Виктор встрепенулся.
- А ты меня совсем не знаешь, Галя, - сдавленно сказал он и тут же, испугавшись пронзительной тоски и горечи, прозвучавших в его словах, надул грудь, выпятил вперед подбородок, манерным жестом снял цилиндр, поправил прическу, шаркнул ножкой. - Во мне такое обилие достоинств, что на их фоне даже присущие мне недостатки кажутся милыми и симпатичными!
На это Галя для него предсказуемо отозвалась:
- А не является ли, сударь, склонность к хвастовству главным вашим достоинством?
- Отнюдь! — Виктор выдержал многозначительную паузу.— Это всего лишь самый большой и оттого самый милый мой недостаток. О главном своем достоинстве по причине исключительной, феноменальной и не имеющей аналогов в мировой истории скромности я умолчу…
- Опять странность: вроде бы и шутишь, а глаза у тебя как у дворовой собаки. О чем ты на самом деле думаешь, Виктор? Знаешь, я давно поняла: больше всех иронизируют над собой люди с комплексами. Особенно в подростковом возрасте.
- О чем думаю? — Виктор внутренне кричал: «Неужели не догадываешься?!» - Это словами не выскажешь, об этом только прорычать можно… Или пролаять!
Галя с каким-то торжеством развернулась к нему и потребовала:
- Ну, хоть намекни!
- Намекнуть? — грустно улыбнулся Виктор.— Изволь! — и полушепотом продекламировал:

От жажды умираю над ручьем,
Смеюсь сквозь слезы и тружусь, играя;
Куда бы ни пошел, везде мне дом;
Пустыня — мне страна моя родная!

- Не поняла…
- Это я так, о своем, подростковом… Был во Франции в пятнадцатом веке поэт, Франсуа Вийон…
Галя, спохватившись, посмотрела на часы.
- При чем здесь Франсуа Вийон? До начала конкурса меньше часа осталось! Давай хоть разок текст прогоним!..
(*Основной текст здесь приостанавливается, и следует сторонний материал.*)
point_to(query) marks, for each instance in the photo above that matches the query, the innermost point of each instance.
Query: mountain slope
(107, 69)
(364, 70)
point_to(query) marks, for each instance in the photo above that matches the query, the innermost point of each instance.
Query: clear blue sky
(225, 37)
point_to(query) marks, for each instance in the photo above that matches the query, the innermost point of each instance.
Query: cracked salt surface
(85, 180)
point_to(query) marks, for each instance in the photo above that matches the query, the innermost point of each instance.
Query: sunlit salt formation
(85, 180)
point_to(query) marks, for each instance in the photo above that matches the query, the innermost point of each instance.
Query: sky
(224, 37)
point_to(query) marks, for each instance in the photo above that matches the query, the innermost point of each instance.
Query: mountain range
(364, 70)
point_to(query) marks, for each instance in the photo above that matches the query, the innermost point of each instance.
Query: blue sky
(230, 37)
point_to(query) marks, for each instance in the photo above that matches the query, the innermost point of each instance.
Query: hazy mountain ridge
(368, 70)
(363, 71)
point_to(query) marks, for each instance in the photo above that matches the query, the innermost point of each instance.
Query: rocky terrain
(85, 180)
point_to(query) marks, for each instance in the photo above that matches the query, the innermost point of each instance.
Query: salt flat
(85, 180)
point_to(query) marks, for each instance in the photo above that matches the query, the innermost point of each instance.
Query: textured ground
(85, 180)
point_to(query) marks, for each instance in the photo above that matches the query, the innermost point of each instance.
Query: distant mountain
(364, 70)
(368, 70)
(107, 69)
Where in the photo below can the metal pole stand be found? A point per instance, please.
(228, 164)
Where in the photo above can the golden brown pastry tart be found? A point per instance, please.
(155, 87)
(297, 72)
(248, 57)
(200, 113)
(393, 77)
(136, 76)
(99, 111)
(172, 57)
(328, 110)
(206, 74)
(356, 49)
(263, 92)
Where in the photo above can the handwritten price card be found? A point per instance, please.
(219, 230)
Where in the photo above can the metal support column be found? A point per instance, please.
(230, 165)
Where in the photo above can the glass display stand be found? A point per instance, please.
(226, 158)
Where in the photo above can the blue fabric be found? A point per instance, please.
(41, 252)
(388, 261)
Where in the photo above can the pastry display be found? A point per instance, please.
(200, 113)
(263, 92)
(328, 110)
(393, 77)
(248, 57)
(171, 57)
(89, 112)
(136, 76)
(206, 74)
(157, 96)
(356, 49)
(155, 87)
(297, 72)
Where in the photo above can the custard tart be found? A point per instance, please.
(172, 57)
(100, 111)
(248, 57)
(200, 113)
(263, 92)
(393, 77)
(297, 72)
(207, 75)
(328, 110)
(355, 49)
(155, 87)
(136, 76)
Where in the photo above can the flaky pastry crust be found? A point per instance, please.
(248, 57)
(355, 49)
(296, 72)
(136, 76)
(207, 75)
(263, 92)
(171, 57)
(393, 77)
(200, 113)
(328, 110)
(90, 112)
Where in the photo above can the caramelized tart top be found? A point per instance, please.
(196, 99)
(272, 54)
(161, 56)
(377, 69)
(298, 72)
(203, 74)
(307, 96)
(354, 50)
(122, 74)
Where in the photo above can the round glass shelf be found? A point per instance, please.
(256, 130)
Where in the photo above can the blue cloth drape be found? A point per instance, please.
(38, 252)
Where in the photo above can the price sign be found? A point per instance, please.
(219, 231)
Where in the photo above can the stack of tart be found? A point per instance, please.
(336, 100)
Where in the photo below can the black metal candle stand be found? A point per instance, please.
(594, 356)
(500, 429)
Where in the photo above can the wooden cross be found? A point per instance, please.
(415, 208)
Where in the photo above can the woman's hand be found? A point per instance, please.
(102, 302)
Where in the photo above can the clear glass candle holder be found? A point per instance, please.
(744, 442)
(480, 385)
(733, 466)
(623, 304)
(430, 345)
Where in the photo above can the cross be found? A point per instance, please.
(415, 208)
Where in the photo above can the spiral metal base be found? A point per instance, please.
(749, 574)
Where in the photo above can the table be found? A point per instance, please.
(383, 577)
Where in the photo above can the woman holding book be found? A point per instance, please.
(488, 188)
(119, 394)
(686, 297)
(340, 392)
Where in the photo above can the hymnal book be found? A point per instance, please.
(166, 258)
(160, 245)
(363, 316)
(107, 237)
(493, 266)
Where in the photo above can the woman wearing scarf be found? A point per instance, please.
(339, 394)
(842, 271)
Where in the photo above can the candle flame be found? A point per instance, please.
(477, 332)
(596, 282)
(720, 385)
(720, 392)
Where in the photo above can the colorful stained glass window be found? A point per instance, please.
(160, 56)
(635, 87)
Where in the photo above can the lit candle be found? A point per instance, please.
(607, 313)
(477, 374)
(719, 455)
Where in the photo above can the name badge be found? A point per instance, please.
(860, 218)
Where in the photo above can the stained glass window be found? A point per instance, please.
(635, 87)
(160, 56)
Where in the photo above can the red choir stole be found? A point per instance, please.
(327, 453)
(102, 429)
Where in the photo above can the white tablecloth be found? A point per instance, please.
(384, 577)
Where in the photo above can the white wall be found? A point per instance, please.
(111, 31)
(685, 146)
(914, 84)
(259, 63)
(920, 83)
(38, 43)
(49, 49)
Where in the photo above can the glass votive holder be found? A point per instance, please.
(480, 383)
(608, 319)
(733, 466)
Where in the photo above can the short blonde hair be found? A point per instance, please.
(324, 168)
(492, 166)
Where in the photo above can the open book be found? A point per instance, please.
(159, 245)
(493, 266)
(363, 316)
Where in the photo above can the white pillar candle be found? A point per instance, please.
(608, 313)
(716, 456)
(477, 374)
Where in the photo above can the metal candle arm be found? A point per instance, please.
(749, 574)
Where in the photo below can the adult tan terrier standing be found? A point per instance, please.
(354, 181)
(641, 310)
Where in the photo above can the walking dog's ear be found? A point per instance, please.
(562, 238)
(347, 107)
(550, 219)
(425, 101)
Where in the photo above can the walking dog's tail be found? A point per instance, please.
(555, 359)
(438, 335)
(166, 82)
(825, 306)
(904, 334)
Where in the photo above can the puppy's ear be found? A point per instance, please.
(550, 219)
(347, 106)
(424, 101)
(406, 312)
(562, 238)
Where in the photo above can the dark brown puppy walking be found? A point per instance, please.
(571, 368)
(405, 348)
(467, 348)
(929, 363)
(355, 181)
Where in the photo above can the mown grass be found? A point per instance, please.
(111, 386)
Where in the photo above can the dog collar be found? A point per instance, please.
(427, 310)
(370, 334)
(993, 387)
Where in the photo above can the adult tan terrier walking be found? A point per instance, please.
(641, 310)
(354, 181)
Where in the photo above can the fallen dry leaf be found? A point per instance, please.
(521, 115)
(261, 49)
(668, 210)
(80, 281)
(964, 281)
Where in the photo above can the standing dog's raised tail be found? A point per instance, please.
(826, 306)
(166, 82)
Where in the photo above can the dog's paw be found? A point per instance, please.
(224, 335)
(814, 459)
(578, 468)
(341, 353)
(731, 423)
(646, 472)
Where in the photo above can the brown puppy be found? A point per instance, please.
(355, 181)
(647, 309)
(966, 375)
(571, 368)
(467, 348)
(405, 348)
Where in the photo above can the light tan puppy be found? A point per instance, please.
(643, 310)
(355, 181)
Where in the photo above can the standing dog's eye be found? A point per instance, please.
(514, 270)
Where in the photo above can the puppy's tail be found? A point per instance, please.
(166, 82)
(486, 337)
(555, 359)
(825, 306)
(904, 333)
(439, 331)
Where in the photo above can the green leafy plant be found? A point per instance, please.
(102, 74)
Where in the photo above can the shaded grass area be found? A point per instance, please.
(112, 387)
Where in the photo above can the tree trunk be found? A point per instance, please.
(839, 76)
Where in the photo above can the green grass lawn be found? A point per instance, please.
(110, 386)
Каждое мгновение из этих оставшихся минут Виктор вбирал в себя, как ныряльщик вбирает воздух, прежде чем погрузиться в холодный темный омут, понимая, что именно эти воспоминания останутся единственным связующим звеном между ним и Галей уже после сегодняшнего вечера.
И он страстно желал, чтобы репетиция длилась вечно. Пусть даже при том нескрываемом пренебрежении, насмешках, обдававших его ледяным холодом и якобы ставящих его на место, которого он в ее глазах заслуживал, пусть даже с постоянным унижением, готовностью воспринимать любую ее прихоть и угождать ей во всем — в том числе и в ситуациях, когда он видел ее неправоту и уверенно знал, как сделать лучше. Лишь бы она была рядом, лишь бы видеть ее глаза, слышать ее голос, лишь бы она хоть таким образом воспринимала его как человека, живущего на Земле в одно с нею время…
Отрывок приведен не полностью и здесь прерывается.